La disparition tragique de Mauricio Oliver : un parcours de douleur et d’erreurs judiciaires

Le 6 mai 2014, Mauricio Oliver, un jeune homme de seulement 20 ans, a quitté sa maison d’Adolfo Sourdeaux, dans la province de Buenos Aires, pour ce qui serait son dernier voyage. Avant de partir, il a informé sa mère, Nancy Bazán, qu’il se rendait chez des amis en prenant le train. Malgré les inquiétudes de sa mère concernant l’heure tardive, il est parti avec son document d’identité, un peu d’argent et, curieusement, sans téléphone portable.

La dernière conversation entre Maurice et sa mère a été pleine d’espoir. Malheureusement, ce serait aussi la dernière fois qu’ils se parleraient. Après sa disparition, la famille a commencé à s’inquiéter, mais les jours passaient sans nouvelles. Ce n’est qu’une semaine plus tard qu’ils ont finalement décidé de signaler sa disparition à la Unité Fiscal de Instruction 22, dirigée par le procureur Fernando Corda.

La longue quête de réponses

La famille a initialement retardé le signalement de la disparition de Mauricio, convaincue qu’il pourrait être chez des amis. Sa sœur, Noelia Oliver, a déclaré que leur frère avait des antécédents de schizophrénie, ce qui leur a fait craindre qu’il pourrait ne pas savoir comment retrouver son chemin. Ils espéraient qu’il s’était simplement perdu.

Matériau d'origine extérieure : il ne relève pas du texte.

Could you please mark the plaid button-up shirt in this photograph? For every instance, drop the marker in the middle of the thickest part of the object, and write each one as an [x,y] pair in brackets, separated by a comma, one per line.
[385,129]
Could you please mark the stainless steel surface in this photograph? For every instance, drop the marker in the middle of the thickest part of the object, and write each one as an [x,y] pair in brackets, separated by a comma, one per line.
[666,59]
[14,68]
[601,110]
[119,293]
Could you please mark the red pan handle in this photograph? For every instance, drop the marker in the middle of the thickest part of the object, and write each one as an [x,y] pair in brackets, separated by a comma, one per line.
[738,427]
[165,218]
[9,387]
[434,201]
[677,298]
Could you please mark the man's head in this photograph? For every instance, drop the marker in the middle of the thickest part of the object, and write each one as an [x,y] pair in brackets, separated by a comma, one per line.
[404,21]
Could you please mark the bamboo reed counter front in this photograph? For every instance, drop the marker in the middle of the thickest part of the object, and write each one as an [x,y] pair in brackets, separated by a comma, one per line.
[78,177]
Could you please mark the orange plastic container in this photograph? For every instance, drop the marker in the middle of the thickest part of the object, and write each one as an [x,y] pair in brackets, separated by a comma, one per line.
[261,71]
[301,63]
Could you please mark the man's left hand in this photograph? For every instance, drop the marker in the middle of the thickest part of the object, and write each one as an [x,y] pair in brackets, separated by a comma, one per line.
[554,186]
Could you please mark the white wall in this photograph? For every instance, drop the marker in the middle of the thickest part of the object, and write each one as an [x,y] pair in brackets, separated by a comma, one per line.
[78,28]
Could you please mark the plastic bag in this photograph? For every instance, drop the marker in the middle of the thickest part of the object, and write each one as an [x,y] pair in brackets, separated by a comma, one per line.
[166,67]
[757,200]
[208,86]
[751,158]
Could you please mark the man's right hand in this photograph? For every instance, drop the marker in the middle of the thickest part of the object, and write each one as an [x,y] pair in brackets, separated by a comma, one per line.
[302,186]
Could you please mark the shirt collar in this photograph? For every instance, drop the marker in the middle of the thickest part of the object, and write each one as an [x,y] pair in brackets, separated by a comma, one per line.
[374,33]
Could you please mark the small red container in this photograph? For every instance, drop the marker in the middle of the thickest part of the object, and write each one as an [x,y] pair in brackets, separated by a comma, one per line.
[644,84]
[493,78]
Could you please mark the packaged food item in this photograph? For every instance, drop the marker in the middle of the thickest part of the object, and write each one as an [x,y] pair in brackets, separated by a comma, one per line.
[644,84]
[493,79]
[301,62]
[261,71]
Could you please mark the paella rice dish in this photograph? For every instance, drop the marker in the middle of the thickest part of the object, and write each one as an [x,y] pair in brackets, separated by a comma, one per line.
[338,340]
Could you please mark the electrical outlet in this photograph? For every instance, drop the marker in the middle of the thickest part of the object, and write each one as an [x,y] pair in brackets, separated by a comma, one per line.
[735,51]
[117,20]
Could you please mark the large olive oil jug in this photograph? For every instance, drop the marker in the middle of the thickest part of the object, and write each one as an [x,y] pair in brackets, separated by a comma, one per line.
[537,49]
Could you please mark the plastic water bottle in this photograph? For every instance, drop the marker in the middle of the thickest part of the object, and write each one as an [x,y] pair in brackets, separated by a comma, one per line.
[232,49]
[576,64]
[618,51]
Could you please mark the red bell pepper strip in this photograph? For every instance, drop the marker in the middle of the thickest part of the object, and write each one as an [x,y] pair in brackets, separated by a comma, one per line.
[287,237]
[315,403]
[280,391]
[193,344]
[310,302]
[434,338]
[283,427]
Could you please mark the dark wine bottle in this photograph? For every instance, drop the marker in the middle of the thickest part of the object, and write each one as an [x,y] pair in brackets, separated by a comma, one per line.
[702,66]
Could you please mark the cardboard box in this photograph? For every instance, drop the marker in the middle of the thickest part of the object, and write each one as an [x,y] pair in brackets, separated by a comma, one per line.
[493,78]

Bien qu’il soit aimé et bien entouré, la recherche pour retrouver Mauricio a été semée d’embûches. Au fil des mois, de nombreuses pistes se sont révélées être des impasses. Noelia a même voyagé jusqu’en province de Córdoba suite à une rumeur, en espérant y retrouver son frère. La situation semblait désespérée.

Le 9 juillet 2015, un peu plus d’un an après sa disparition, la tragédie a atteint son paroxysme avec la confirmation de la découverte du corps de Mauricio en tant que NN (non identifié) dans un cimetière de Benavídez. Son corps, il convient de le préciser, avait été retrouvé après avoir été écrasé par une formation du chemin de fer Belgrano Norte. Ce terrible accident a eu lieu à deux stations de son lieu de départ.

Les dysfonctionnements de l’enquête

L’enquête sur la disparition de Mauricio a soulevé de nombreuses questions. Les erreurs de procédure et les négligences se sont accumulées. La famille, à la recherche de réponses, a décidé de faire appel à une avocate, Adriana Mac Donell, pour examiner les détails de l’enquête. Cette dernière a rapidement réalisé que le procureur Corda avait omis de demander les enregistrements des caméras de sécurité de la gare de Sourdeaux, qui auraient pu confirmer la présence de Mauricio. Il était devenu évident que la mauvaise gestion du dossier était une des raisons pour lesquelles la famille avait si peu d’informations pendant de longs mois.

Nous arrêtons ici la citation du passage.